Performance AI-Driven Medical Imaging Efficiently and Cost-Effectively on Intel® CPU-Based Systems

Philips demonstrated breakthrough performance for AI inferencing of healthcare workloads run on servers powered by Intel® Xeon® Scalable processors and optimized with the OpenVINO™ toolkit.

Intel teamed up with Philips to show that servers powered by Intel® Xeon® Scalable processors could be used to efficiently perform deep learning inference on patients’ X-rays and computed tomography (CT) scans, without the need for accelerators. The ultimate goal for Philips is to offer artificial intelligence (AI) to its end customers without significantly increasing the cost of the customers’ systems and without requiring modifications to the hardware deployed in the field.

The companies tested two healthcare use cases for deep learning inference models: one on X-rays of bones for bone-age-prediction modeling, and the other on CT scans of lungs for lung segmentation. Using the OpenVINO™ toolkit and other optimizations, along with efficient multi-core processing from Intel Xeon Scalable processors, Philips was able to achieve a speed improvement of 188.1x for the bone-age-prediction model, and a 37.7x speed improvement for the lung-segmentation model over the baseline measurements. (See Appendix A for configuration details.)

AI-Enhanced Medical Imaging

AI techniques such as object detection and segmentation offer unique possibilities to help radiologists identify issues faster and more accurately, which can translate to better prioritization of cases, better outcomes for more patients, and reduced costs for hospitals.

However, AI for medical imaging is often challenging because the information is often high-resolution and multi-dimensional. Down-sampling images to lower resolutions because of memory constraints can cause misdiagnoses, unless the biomarkers are preserved. Once an AI model is trained to acceptable levels of accuracy, it needs to be incorporated into the imaging modality architecture. Given how large radiology images typically are, it is critical to be able to process these images efficiently without slowing down radiologists’ workflows or impacting the accuracy of the models.
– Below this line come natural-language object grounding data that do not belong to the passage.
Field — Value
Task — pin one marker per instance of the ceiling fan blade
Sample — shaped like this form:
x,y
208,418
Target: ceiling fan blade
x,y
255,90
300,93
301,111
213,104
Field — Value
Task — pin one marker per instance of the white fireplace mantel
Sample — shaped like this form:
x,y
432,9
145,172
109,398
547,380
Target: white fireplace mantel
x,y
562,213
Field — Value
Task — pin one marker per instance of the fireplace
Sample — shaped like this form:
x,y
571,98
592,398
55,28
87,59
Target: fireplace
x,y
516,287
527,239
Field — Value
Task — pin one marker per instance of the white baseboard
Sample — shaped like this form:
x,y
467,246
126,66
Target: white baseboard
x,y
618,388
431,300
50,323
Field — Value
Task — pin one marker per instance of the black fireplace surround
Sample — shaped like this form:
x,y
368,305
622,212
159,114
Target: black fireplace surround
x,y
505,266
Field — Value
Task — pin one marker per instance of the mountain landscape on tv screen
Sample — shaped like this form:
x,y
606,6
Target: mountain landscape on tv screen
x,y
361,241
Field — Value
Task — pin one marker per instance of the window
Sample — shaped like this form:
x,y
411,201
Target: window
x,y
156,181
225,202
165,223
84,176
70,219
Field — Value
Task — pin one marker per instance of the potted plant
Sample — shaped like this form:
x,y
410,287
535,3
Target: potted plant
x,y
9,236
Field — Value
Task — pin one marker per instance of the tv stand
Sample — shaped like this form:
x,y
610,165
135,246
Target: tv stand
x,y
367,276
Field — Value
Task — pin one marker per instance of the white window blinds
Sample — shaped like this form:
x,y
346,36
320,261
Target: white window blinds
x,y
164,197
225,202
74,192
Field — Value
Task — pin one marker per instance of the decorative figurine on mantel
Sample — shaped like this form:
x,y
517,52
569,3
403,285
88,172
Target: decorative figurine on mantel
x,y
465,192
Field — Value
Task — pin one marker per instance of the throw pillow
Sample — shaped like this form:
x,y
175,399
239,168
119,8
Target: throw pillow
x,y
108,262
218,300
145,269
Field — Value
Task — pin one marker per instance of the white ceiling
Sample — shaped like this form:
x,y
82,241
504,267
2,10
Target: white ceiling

Making the Right AI Hardware Choice

Until recently, there was one prominent hardware solution to accelerate deep learning: graphics processing units (GPUs). By design, GPUs work well with images, but they also have inherent memory constraints that data scientists have had to work around when building some models.

Today, data scientists have another option. With the introduction of Intel Xeon Scalable processors in 2017, more complex, hybrid workloads could be accelerated, including larger, memory-intensive models typically found in medical imaging. For a large subset of AI workloads, Intel and Philips found that Intel Xeon Scalable processors can better meet data scientists’ needs than GPU-based systems. This enables Philips to offer AI solutions at lower costs to its customers.

Test Results: Optimizing Two Deep Learning Models for Inference

Philips is developing sophisticated deep learning models for segmenting regions of interest on medical images and for medical-image classification. This case study describes use cases for optimizing the deployment of two deep learning models developed by Philips.

Use Case 1: Bone-Age-Prediction Model

The first model takes inputs from X-ray images of human bones, such as a wrist, along with a patient’s gender. The inference model then determines a predicted age from the bone, in order to help identify medical conditions that lead to bone loss. For example, if the predicted age for a younger patient is less than the actual age, the patient could be suffering from malnutrition. The trained model from Philips is based on the Xception* architecture.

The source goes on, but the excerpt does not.